We talked as we walked, laughed a little, and then fell silent, listening to the squeak of the snow, the rustle of wind through clinging oak leaves a death rattle that makes me doubt the arrival of spring. A bunny hopped across the path behind us. We kept walking to keep warm.

A pine forest in winter is a magical place.

The heady warm scent of evergreen in summer is replaced by the bright, fresh smell of a scratch and sniff square in a children’s Christmas book I had when I was little. The snow, swirling in snow globe style, settled in the tiniest crooks between needles, like frozen fairy dust, turning into big fluffy dollops of whipped cream as the hours pass. Along the path it sparkles like a rainbow: crystalline pink, blue, purple, yellow and green. Coyote tracks cross the path and we stop to examine them, discussing the local population, and then, there is howling. I love the sound of howling in the forest. Lee does not. Apparently there have been coyote attacks in Cape Breton in recent years. We keep walking.
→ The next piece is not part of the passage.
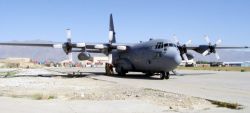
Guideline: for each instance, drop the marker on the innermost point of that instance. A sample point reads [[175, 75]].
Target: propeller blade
[[218, 42], [70, 56], [217, 56], [110, 58], [205, 52], [185, 57], [112, 38], [175, 39], [188, 42], [68, 32], [207, 39]]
He broke the silence with his maritime brogue:

“We’ve shared the same camp-fire and tent for nigh on seven year,
And never had a word that wasn’t cheering and serene.
We’ve halved the toil and split the spoil, and borne each other’s packs;
By all the Wild’s freemasonry we’re brothers, tried and true;
We’ve swept on danger side by side, and fought it back to back,
And you would die for me, old pal, and I would die for you.”

I smiled. “What’s that from?”

While the Bannock Bakes.”

“Robert Service?”

“Of course!” he grinned, and then dove in from the beginning:

“Light up your pipe again, old chum, and sit awhile with me;

I’ve got to watch the bannock bake…”

 

I lost myself in the story, and his voice as the New Hamsphire forest became the Yukon and the smell of bannock baking wafted from a cabin we passed as we trudged onward. And then I jumped as he grabbed my arm and pointed into the bush…

“Hist! see those willows silvering where swamp and river meet!
Just reach me up my rifle quick; that’s Mister Moose, I know —
There now, I’VE GOT HIM DEAD TO RIGHTS . . . but hell! we’ve lots to eat
I don’t believe in taking life — we’ll let the beggar go.”

 

…and laughed as I realized it was part of the poem. 

Our feet matched the meter and I floated in the story until the very end, laughing at the twist of fate:

“ …the “doctor chap” . . . was ME. . . .”

 

Poetry is a bridge between souls, and reciting it aloud is something we’ve shared from childhood. I breathed in the forest and the friendship as we turned towards home, noses pink with cold.

We walked through the cemetery, reading names and years off of weathered stones dating from the early 1800s. We wondered aloud about the ghosts and the ruins of the old mill still standing in the middle of the creek. Many feet have passed this way before us and there are stories hemmed in by farm fences and forest paths.

It has been a year of close quarters:

Traveling light, living on the road, 126 square feet in an RV for six months, urban houses and tenting in the Outback. It feels good to spread out into almost three bedrooms with a giant kitchen and the patchwork quilt of New England farm life unfolding around us.

  • It feels good to hear coyotes instead of neighbours.
  • It feels good to wake to the sound of rushing water instead of traffic.
  • It feels good to walk seven and a half kilometers and not see another soul and to have explored it with one of the people who’s loved me longest and best.
  • It feels good to be surrounded by space, literal and figural, physical and emotional.

It is clear, after only a week, that this place will be a place of refuge and rejuvenation, for us, and hopefully for every single person who crosses our threshold.